COSTUME JEWELRY BACKGROUND
Costume jewelry began in the 18th century, when jewellers started to make various jewelry pieces from glass. Then it expanded further in the 19th century when it began to be popular to make jewelry out of semi-precious stones in addition to fully precious ones. The growing middle class wanted jewelry that they could afford.
However, it was the 1920s that heralded the golden age of costume jewelry. Mass production had advanced enough to produce convincing heirloom replicas, which made a lot of jewelry more inexpensive. Even working-class women could now a couple of pieces of costume jewelry while middle-class women could own a considerable amount if desired.
Initially, costume jewelry faced a lot of resistance. After all, they were cheap copies of “real” jewelry, replacing the diamonds, rubies, and other precious stones with inexpensive alternates. Many of the people who could afford the real version scorned people who settled for anything less while some less wealthy people felt they would rather wear no jewelry than cheap knock-offs. Of course there were still many people who bought costume jewelry but at first it didn’t have as much glamour associated with it.
However, costume jewelry was validated by the advent of numerous prominent designers who produced both high and low-priced brands, designers such as Crown Trifari, Dior, Coco Chanel, Miriam Haskell, Napier, and Kim Craftsmen etc. The jewelry was further popularized by its use in Hollywood movies. In the 1940s and 50s, many stars wore costume pieces produced by a range of designers. You could buy copies of necklaces and earrings worn in movies by Bette Davis, Vivien Leigh, Elizabeth Taylor, Jane Russell, and others; the actresses would often even appear in adverts for the relevant jewelry pieces.
Non-actress celebrities also helped to make costume jewelry popular.
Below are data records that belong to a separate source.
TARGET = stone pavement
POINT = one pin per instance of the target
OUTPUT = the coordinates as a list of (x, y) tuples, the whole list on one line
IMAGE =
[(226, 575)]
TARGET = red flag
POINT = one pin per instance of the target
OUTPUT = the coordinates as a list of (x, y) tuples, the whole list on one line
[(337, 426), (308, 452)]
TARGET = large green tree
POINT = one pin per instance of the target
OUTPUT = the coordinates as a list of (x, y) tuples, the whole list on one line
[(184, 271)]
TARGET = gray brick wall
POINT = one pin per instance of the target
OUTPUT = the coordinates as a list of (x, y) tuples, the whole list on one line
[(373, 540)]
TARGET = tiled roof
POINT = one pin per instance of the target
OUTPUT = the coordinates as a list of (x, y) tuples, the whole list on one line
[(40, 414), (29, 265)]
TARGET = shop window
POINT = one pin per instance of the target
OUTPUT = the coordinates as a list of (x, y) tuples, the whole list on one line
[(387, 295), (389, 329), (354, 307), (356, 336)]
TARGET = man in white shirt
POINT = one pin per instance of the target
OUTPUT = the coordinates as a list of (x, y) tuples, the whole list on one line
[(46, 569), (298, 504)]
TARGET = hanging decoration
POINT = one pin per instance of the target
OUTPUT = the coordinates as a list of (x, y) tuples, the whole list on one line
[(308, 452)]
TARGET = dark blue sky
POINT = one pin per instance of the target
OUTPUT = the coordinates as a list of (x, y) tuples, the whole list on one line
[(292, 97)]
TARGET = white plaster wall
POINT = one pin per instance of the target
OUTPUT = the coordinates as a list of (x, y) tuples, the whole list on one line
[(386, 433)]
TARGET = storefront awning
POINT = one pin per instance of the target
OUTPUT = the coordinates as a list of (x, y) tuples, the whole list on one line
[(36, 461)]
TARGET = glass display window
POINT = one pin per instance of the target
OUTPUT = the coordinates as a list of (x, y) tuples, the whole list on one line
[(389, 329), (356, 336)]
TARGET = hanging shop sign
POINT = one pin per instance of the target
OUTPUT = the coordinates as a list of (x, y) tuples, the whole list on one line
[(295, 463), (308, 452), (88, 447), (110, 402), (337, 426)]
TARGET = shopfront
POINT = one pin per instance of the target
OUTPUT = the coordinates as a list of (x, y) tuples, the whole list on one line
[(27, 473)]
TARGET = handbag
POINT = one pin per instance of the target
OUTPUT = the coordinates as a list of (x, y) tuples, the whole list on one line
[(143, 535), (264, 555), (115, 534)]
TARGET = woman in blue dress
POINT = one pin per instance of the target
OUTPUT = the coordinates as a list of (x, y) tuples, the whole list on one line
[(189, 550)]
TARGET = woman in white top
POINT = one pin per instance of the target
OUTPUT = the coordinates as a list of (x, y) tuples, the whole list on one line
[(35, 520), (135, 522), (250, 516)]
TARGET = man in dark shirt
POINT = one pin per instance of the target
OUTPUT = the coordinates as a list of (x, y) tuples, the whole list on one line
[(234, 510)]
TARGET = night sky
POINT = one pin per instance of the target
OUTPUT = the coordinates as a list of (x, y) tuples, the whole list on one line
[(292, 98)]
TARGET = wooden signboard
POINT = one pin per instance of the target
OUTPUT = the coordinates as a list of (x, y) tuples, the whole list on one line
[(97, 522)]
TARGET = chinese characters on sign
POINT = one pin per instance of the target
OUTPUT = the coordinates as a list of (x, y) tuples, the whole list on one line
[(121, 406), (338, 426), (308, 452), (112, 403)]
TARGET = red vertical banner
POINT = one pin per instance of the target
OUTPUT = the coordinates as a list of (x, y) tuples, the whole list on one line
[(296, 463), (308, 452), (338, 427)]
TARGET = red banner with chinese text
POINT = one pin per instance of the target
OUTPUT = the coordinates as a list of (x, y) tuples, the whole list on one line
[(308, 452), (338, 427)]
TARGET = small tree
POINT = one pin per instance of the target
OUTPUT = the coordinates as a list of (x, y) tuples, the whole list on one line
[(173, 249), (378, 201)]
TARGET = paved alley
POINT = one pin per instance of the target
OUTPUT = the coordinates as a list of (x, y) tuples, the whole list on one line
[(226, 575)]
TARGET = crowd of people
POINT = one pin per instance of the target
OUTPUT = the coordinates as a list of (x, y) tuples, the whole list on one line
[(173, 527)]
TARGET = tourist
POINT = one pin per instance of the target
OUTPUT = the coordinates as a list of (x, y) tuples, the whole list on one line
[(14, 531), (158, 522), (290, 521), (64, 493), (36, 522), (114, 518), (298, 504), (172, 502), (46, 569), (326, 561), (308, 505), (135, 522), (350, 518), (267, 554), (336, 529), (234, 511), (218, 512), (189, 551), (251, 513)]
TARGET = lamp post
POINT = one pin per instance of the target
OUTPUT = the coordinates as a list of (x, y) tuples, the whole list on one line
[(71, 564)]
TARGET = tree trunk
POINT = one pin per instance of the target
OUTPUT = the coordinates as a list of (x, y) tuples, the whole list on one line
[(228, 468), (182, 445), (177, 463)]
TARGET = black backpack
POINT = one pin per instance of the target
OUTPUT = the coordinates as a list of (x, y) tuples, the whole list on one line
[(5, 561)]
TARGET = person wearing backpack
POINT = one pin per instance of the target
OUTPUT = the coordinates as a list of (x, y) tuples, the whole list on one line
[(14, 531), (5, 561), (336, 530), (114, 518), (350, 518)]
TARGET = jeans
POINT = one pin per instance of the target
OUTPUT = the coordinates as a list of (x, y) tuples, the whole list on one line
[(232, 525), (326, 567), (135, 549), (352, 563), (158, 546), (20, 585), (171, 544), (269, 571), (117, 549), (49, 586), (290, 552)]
For example, designer Kenneth Jay Lane is especially famous for the three-strand faux pearl necklace he designed for Barbara Bush that she wore to her husband's inaugural ball. Costume jewelry was no longer just a jewelry substitute for the poor. It had received glamour and style all its own.
A lot of high-end fashion jewelry has now achieved a collectible status, especially if they’re “signed pieces” with the maker’s mark stamped on the reverse. However, there still remains a lot of demand for quality unsigned pieces, especially those with unusual designs, such as Juliana. Still, despite the popularity of this vintage jewelry, the largest market for costume jewelry remains people looking to pay less money to decorate their bodies. The jewelry’s development proves that you no longer need to make a lot of money in order to look good.